News / IGAD Expands Judicial Training in Ethiopia to Combat Terrorism Financing and Financial Crime
IGAD Expands Judicial Training in Ethiopia to Combat Terrorism Financing and Financial Crime
Regional initiative strengthens judicial capacity on money laundering, digital evidence, asset recovery, and technology-enabled crimes.02 min read
The Intergovernmental Authority on Development (IGAD), through its Security Sector Program (IGAD SSP), has concluded a three-day judicial training program in Ethiopia focused on strengthening responses to terrorism financing, money laundering, and technology-enabled crimes.
Held in Bishoftu between May 15–17, 2026, the initiative brought together 41 senior Ethiopian judges to improve judicial handling of increasingly complex security and financial crime cases involving digital evidence, illicit financial flows, human trafficking, foreign terrorist fighters, and cross-border criminal networks.
The training reflects growing concern across the Horn of Africa over the convergence of terrorism financing, cyber-enabled crime, and transnational money laundering risks.
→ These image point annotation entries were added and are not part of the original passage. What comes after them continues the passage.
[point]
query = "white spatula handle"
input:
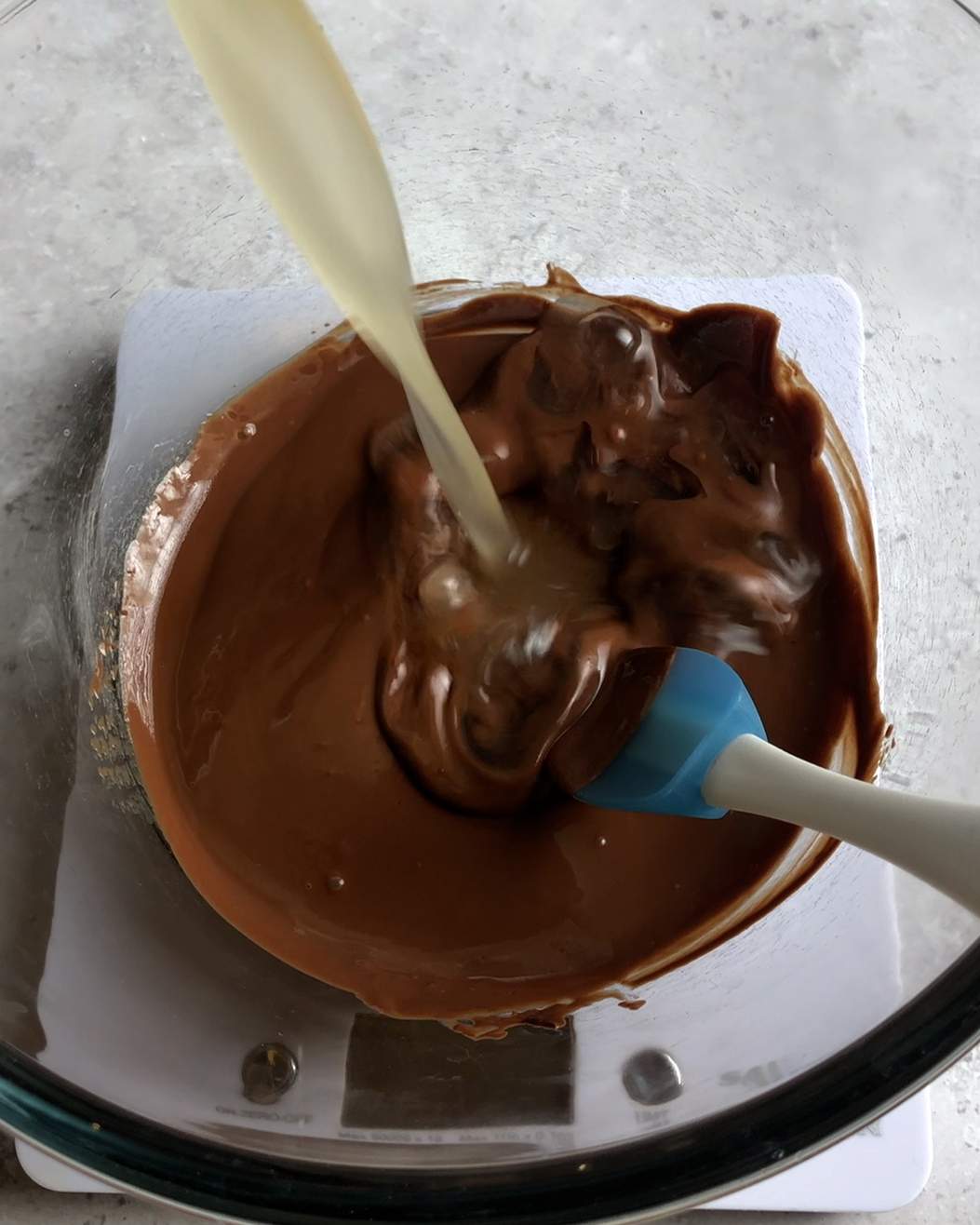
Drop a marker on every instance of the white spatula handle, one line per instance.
(937, 841)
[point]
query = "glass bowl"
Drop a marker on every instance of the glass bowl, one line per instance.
(140, 1036)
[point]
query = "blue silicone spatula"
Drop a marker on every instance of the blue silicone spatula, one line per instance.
(701, 751)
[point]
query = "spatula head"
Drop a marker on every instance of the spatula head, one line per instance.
(701, 707)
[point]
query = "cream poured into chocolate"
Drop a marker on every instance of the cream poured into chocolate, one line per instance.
(360, 747)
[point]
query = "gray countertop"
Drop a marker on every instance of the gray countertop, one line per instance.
(118, 178)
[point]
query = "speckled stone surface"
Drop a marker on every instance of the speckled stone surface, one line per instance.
(747, 138)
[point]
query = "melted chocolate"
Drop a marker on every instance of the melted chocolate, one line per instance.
(321, 683)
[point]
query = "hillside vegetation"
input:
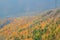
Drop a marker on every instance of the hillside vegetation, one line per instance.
(40, 27)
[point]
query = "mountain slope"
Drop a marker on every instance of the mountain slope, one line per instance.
(40, 27)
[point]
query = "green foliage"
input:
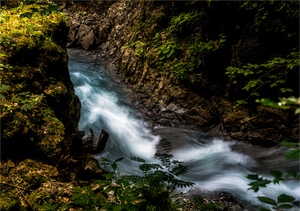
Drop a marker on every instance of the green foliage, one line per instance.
(182, 22)
(273, 73)
(284, 103)
(153, 189)
(283, 201)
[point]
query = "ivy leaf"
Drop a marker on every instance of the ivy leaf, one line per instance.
(283, 198)
(277, 176)
(109, 176)
(291, 173)
(285, 206)
(266, 200)
(264, 209)
(293, 154)
(114, 166)
(119, 159)
(26, 15)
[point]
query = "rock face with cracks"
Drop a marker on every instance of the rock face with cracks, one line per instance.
(134, 35)
(39, 110)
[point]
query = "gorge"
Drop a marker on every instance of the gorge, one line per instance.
(187, 72)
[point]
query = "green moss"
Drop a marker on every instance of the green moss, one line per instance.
(34, 80)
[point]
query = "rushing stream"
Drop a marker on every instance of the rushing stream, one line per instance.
(214, 164)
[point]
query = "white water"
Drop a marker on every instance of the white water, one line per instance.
(214, 165)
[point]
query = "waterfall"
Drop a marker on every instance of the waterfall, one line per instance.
(214, 164)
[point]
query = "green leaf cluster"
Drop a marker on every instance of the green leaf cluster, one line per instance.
(153, 189)
(273, 73)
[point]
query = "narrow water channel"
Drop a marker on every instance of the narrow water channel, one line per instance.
(214, 164)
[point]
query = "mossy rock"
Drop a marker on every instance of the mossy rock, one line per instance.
(52, 196)
(17, 182)
(40, 111)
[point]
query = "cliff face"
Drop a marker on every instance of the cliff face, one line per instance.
(39, 110)
(189, 63)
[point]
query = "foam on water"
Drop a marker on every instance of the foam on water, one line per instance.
(213, 164)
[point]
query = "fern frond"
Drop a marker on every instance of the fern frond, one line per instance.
(137, 159)
(165, 144)
(179, 170)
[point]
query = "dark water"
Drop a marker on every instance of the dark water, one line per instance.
(214, 164)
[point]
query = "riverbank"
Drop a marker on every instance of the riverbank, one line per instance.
(209, 104)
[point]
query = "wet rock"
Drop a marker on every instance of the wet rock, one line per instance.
(52, 192)
(19, 180)
(88, 40)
Regional authorities noted that these threats increasingly rely on sophisticated financial channels, including informal remittance systems, trade-based money laundering, mobile money platforms, cryptocurrencies, and online networks.
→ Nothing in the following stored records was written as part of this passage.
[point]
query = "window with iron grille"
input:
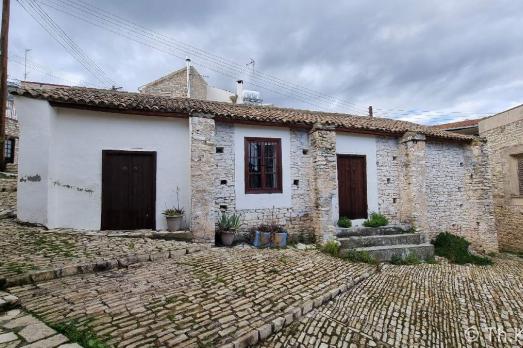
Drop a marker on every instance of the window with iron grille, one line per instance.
(9, 150)
(263, 165)
(520, 174)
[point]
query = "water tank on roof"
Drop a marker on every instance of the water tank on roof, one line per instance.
(252, 97)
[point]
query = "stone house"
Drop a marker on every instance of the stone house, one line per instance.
(189, 83)
(504, 135)
(98, 159)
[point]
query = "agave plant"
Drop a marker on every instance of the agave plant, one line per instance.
(229, 222)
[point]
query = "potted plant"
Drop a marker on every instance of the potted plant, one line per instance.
(228, 225)
(174, 218)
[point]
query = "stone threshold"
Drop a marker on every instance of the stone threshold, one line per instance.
(292, 315)
(99, 265)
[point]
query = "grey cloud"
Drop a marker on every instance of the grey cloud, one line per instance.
(422, 55)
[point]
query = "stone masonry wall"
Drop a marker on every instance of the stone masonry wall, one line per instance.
(388, 168)
(502, 143)
(443, 187)
(202, 177)
(297, 218)
(175, 85)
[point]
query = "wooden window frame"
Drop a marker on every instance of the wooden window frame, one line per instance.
(519, 166)
(263, 189)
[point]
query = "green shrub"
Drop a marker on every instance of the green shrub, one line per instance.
(344, 222)
(456, 249)
(410, 259)
(376, 220)
(83, 336)
(331, 247)
(359, 256)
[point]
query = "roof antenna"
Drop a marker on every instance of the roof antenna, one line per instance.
(252, 62)
(188, 63)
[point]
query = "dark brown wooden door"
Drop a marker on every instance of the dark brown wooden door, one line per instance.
(128, 190)
(352, 186)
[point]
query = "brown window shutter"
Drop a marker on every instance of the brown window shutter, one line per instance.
(520, 175)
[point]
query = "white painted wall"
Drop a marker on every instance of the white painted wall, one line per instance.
(351, 144)
(36, 120)
(261, 200)
(74, 169)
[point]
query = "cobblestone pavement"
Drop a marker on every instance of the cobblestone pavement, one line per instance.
(19, 329)
(211, 297)
(419, 306)
(26, 249)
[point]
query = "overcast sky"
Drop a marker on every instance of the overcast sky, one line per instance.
(409, 56)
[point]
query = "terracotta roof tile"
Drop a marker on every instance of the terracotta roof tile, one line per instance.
(458, 124)
(140, 102)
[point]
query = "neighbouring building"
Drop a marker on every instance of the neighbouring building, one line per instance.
(504, 135)
(11, 132)
(188, 83)
(98, 159)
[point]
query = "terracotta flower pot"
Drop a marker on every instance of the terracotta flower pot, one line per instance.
(227, 237)
(174, 223)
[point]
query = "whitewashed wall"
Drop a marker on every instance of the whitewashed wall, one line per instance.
(74, 169)
(351, 144)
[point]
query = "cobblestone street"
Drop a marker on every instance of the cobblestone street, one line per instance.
(420, 306)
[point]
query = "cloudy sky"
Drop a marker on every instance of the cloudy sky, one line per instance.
(426, 61)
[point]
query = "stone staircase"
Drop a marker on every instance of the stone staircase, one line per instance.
(383, 243)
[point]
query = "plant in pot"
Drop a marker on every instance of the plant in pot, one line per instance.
(174, 218)
(228, 225)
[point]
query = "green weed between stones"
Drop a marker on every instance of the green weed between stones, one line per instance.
(456, 250)
(376, 220)
(19, 267)
(83, 336)
(410, 259)
(359, 256)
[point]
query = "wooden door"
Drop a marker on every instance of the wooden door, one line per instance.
(128, 190)
(352, 186)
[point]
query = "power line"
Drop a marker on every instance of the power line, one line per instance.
(57, 33)
(117, 24)
(105, 21)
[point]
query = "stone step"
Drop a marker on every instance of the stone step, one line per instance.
(372, 231)
(381, 240)
(385, 253)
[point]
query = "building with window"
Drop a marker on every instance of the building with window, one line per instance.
(99, 159)
(504, 138)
Sessions throughout the program focused on intelligence-led investigations, financial intelligence analysis, suspicious activity reporting, beneficial ownership tracing, correspondent banking analysis, and asset recovery mechanisms. Participants also explored the legal and operational challenges surrounding digital evidence, including encrypted communications, deepfakes, cryptocurrency transaction tracing, and AI-generated content.
The initiative further emphasized the importance of inter-agency cooperation between law enforcement, regulators, financial institutions, and judicial bodies in handling complex AML and counterterrorism financing investigations.
International standards featured prominently during the training, including discussions of the Financial Action Task Force (FATF) recommendations and relevant United Nations Security Council resolutions on terrorist financing obligations.
For compliance professionals and financial institutions, the development signals an increasing regional focus on integrating financial intelligence, digital forensics, and judicial coordination into AML/CFT enforcement frameworks. As technology-enabled financial crime evolves, regulators and courts are placing greater emphasis on intelligence-driven investigations, cross-border cooperation, and the admissibility of digital financial evidence.
The program also reinforces a broader trend across emerging markets: strengthening institutional capacity is becoming a central pillar in addressing evolving financial crime and national security threats.